La notizia è ufficiale: Bungie ha comunicato che si avvicina la fine dello sviluppo attivo per Destiny 2. Con un post sul proprio blog lo studio ha spiegato che, dopo la pubblicazione dell’ultimo contenuto live-service prevista per il 9 giugno 2026, l’attenzione del team verrà spostata verso la creazione e l’incubazione di nuovi titoli.
Questa decisione non significa che il gioco sparirà: Destiny 2 rimarrà disponibile e giocabile, con interventi mirati per garantire un’esperienza accogliente a chi vorrà tornare o iniziare a esplorarlo. Il lungo percorso della serie è stato caratterizzato da aggiornamenti costanti e dalla costruzione di una community solida attorno al concetto di mondo condiviso.
Perché Bungie ha scelto di chiudere il ciclo attivo
Secondo lo studio, la scelta nasce dalla necessità di dedicare risorse alla fase successiva della loro roadmap creativa: incubare e sviluppare nuovi progetti. In sede comunicativa Bungie ha ribadito che il passaggio non è un abbandono, ma un’evoluzione strategica per lo studio. Il termine live service viene usato per indicare un modello di gioco in cui contenuti e aggiornamenti costanti mantengono viva la community, e Bungie ha scelto di chiudere quel ciclo per Destiny 2 solo dopo aver pianificato un ultimo aggiornamento sostanziale.
Un’operazione pianificata, non improvvisata
Il messaggio ufficiale sottolinea che il team anticipa e prepara la transizione: l’ultimo update fungerà da banco di prova per rendere il mondo di gioco accessibile e stabile nel lungo periodo. Questa fase include correzioni, bilanciamenti e modifiche pensate per assicurare che Destiny 2 resti un ambiente ospitale anche senza nuovi contenuti regolari.
Cosa resta del mondo di Destiny e come cambierà l’esperienza
Chi entra in Destiny 2 assume il ruolo di Guardiano, protettore dell’ultima città sicura sulla Terra, e usa il potere chiamato Light per opporsi alla Oscurità e alle diverse fazioni aliene. Nonostante la conclusione dello sviluppo attivo, queste meccaniche fondamentali e la narrativa rimarranno fruibili: Bungie garantisce che l’ecosistema del gioco sarà mantenuto per permettere a milioni di giocatori di continuare le loro attività.
Dati di una community solida
La portata di Destiny 2 è significativa: il titolo registra una media di circa 1–1,5 milioni di giocatori mensili. Numeri che dimostrano come il viaggio del gioco sia stato costruito nel tempo grazie a un mix di aggiornamenti, eventi e attenzioni alla community, elementi che Bungie intende preservare nella fase di manutenzione post-sviluppo attivo.

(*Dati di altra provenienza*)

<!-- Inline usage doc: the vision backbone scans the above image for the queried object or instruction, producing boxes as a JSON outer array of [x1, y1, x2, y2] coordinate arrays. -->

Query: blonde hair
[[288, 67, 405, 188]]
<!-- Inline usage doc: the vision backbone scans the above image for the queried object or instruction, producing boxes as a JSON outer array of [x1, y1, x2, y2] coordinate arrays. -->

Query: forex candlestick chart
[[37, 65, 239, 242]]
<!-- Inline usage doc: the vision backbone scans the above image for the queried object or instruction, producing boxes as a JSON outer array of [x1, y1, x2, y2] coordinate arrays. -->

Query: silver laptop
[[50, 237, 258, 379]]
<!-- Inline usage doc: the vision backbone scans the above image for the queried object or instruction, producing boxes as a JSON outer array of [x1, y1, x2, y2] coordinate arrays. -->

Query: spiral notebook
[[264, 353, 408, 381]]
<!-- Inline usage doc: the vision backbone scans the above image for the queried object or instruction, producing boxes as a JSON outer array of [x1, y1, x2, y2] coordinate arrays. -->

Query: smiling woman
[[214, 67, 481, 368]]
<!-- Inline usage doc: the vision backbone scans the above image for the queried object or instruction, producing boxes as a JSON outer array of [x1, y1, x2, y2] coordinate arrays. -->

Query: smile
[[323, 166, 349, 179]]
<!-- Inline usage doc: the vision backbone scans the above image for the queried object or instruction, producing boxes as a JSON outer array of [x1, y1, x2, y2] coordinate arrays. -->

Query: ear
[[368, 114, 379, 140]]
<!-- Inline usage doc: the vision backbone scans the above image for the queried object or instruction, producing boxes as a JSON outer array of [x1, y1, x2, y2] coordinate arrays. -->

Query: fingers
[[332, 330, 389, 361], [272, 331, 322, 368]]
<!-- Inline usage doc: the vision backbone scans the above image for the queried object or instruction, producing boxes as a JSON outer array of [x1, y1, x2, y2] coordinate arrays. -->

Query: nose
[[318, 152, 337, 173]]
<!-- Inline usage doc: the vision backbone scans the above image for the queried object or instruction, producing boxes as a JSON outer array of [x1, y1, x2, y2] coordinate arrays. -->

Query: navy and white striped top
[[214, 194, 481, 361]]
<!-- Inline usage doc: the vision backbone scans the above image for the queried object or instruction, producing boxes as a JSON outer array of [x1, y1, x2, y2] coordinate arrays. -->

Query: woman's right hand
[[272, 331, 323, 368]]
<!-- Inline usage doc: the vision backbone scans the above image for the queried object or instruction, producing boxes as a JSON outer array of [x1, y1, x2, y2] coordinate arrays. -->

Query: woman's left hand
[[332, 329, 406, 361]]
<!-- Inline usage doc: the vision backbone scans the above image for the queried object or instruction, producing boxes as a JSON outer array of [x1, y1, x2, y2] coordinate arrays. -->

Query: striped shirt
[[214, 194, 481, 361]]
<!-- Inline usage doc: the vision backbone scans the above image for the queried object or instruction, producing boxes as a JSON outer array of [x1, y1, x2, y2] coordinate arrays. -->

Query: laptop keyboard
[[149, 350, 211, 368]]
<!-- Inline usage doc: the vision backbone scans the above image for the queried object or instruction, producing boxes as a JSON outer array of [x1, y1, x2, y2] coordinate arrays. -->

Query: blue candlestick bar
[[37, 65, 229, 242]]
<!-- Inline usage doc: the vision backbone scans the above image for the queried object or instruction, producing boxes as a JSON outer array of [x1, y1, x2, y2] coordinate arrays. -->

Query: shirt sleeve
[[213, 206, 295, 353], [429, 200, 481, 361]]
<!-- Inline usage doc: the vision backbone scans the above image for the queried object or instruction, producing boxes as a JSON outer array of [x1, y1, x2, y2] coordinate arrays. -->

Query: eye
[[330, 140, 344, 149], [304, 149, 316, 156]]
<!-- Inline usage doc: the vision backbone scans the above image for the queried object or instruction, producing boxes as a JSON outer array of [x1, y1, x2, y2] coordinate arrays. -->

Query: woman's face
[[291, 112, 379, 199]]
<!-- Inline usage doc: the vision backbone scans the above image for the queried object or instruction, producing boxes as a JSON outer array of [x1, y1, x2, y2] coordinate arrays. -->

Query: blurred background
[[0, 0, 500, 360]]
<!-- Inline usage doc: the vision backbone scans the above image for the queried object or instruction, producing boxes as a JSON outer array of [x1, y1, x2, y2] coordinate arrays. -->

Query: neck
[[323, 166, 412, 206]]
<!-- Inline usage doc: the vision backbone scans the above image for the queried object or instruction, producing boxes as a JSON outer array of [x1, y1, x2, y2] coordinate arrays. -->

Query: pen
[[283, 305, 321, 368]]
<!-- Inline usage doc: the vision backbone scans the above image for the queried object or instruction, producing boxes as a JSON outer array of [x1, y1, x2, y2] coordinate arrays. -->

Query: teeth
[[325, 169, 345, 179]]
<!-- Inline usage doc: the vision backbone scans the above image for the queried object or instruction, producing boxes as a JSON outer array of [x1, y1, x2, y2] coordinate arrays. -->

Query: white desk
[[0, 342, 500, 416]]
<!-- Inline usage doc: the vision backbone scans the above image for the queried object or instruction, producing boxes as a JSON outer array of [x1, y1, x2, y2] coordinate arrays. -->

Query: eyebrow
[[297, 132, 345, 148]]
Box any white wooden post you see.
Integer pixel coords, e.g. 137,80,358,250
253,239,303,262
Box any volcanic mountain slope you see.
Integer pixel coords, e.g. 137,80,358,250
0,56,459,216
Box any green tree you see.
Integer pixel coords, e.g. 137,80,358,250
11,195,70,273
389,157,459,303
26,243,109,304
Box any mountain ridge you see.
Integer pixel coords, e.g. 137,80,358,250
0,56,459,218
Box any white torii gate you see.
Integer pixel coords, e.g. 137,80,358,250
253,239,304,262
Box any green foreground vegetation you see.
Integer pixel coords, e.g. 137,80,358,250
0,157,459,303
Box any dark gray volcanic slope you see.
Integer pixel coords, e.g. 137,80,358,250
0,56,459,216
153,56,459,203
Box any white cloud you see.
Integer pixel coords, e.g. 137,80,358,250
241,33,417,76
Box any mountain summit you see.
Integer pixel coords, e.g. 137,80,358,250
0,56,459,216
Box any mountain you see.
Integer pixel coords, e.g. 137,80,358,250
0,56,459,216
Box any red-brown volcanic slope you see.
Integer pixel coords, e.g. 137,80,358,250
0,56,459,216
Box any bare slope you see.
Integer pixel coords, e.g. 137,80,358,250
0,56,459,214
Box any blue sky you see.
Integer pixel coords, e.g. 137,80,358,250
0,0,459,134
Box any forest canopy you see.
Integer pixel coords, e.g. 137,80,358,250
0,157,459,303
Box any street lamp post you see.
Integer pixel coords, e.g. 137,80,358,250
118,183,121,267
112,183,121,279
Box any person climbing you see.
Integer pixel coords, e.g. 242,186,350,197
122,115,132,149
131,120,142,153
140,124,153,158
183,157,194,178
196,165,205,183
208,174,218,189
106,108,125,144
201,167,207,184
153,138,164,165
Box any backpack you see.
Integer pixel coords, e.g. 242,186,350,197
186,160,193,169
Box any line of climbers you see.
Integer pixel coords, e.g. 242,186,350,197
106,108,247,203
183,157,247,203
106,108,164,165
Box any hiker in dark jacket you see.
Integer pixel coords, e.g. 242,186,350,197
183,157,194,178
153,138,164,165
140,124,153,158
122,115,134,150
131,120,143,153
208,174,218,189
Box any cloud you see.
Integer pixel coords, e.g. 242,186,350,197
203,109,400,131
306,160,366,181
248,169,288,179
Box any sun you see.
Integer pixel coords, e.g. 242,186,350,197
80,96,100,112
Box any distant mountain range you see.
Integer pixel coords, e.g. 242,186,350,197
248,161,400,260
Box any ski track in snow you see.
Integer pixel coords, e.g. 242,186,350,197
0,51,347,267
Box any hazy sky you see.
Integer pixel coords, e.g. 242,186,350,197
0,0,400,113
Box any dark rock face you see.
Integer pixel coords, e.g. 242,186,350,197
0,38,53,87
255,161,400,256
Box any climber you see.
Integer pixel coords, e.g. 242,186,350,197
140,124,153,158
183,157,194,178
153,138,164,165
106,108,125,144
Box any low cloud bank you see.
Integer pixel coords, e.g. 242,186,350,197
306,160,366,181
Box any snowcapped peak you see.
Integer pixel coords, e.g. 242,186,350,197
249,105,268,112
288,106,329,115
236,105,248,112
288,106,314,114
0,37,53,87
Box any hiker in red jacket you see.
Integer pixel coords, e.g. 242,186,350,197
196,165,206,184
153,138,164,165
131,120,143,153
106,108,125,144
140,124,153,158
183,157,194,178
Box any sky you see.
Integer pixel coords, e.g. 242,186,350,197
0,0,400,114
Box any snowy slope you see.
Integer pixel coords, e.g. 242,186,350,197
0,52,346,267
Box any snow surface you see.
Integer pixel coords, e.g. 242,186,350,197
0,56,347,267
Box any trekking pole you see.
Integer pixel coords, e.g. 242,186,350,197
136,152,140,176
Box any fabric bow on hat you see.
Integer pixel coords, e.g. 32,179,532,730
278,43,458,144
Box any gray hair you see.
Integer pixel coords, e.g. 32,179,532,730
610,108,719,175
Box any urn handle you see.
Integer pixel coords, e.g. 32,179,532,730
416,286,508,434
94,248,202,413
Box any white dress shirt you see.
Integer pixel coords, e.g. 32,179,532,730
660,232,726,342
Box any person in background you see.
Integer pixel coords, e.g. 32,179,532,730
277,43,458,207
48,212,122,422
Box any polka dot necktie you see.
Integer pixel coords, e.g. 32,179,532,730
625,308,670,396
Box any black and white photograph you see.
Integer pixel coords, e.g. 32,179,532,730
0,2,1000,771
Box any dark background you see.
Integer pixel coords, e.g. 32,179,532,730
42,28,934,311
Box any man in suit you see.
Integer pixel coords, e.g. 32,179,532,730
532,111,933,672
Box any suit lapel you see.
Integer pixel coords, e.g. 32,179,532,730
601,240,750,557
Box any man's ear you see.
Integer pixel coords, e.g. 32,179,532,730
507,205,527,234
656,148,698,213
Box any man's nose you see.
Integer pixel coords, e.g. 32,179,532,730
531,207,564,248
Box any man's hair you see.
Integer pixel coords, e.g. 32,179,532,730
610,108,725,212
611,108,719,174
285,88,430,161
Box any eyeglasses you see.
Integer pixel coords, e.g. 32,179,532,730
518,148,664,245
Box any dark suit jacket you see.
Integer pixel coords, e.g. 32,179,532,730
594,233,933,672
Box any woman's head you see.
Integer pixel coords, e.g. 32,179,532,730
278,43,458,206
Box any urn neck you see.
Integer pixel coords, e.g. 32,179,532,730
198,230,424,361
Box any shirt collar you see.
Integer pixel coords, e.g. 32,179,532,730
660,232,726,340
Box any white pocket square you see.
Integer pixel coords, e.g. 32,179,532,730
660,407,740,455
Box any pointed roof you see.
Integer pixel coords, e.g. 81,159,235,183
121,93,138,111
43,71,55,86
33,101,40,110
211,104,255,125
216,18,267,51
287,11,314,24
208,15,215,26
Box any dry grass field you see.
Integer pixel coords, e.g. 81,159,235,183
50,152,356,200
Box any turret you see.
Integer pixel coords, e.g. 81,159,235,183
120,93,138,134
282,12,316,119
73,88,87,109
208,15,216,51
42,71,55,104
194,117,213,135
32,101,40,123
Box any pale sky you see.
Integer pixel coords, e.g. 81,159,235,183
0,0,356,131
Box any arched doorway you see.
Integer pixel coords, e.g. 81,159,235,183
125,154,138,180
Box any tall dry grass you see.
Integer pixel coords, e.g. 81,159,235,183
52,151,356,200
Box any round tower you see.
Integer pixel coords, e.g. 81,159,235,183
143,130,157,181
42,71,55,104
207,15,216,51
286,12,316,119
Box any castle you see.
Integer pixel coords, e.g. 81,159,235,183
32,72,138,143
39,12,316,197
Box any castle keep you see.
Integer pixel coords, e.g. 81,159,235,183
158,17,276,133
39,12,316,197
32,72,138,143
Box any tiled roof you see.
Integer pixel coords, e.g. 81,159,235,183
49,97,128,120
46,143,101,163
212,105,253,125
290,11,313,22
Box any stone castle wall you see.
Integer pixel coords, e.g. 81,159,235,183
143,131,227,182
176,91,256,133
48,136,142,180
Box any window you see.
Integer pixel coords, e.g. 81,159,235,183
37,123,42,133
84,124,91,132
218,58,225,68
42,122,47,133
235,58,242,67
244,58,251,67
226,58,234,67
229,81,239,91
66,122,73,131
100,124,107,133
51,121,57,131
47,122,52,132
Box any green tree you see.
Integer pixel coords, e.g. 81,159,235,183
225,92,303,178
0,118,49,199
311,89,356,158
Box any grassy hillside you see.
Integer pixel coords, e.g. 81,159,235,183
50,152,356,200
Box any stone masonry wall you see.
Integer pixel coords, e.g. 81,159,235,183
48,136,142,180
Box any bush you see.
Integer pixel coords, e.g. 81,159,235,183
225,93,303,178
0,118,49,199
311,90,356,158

Il contesto più ampio dei giochi live-service
Il modello live service ha prodotto successi e insuccessi nell’industria: titoli come Fortnite e Overwatch hanno mostrato il potenziale della formula, mentre altri esperimenti falliti dimostrano che non esistono ricette facili per replicare quei risultati. Esempi recenti come Suicide Squad: Kill the Justice League e Concord evidenziano i rischi di voler forzare il modello senza trovare un giusto equilibrio tra innovazione e iterazione.
Che lezione lascia Bungie
La decisione di Bungie può essere letta come una mossa matura: riconoscere quando un ciclo è compiuto e riposizionare lo studio verso nuove sfide è parte di una strategia che dà valore alla sostenibilità creativa. Il passaggio dalla fase di espansione continua a una di cura e conservazione del titolo mette al centro la comunità, che continuerà ad avere accesso a un universo stabile e funzionante.
Il futuro oltre Destiny 2
Con la chiusura dello sviluppo attivo su Destiny 2, Bungie guarda avanti: i team inizieranno a lavorare su nuove idee e progetti che, si spera, porteranno lo stesso impegno verso la community dimostrato negli anni. Per chi rimane, il mondo di gioco continuerà a essere uno spazio in cui rivedere missioni, partecipare a eventi e ritrovare amici, mentre lo studio si concentra sull’innovazione delle prossime esperienze.
In sintesi, la fine degli aggiornamenti non segna la cancellazione dell’eredità di Destiny 2, ma l’inizio di una nuova fase sia per Bungie che per i giocatori: cura e accessibilità del passato, incubazione e sperimentazione per il futuro.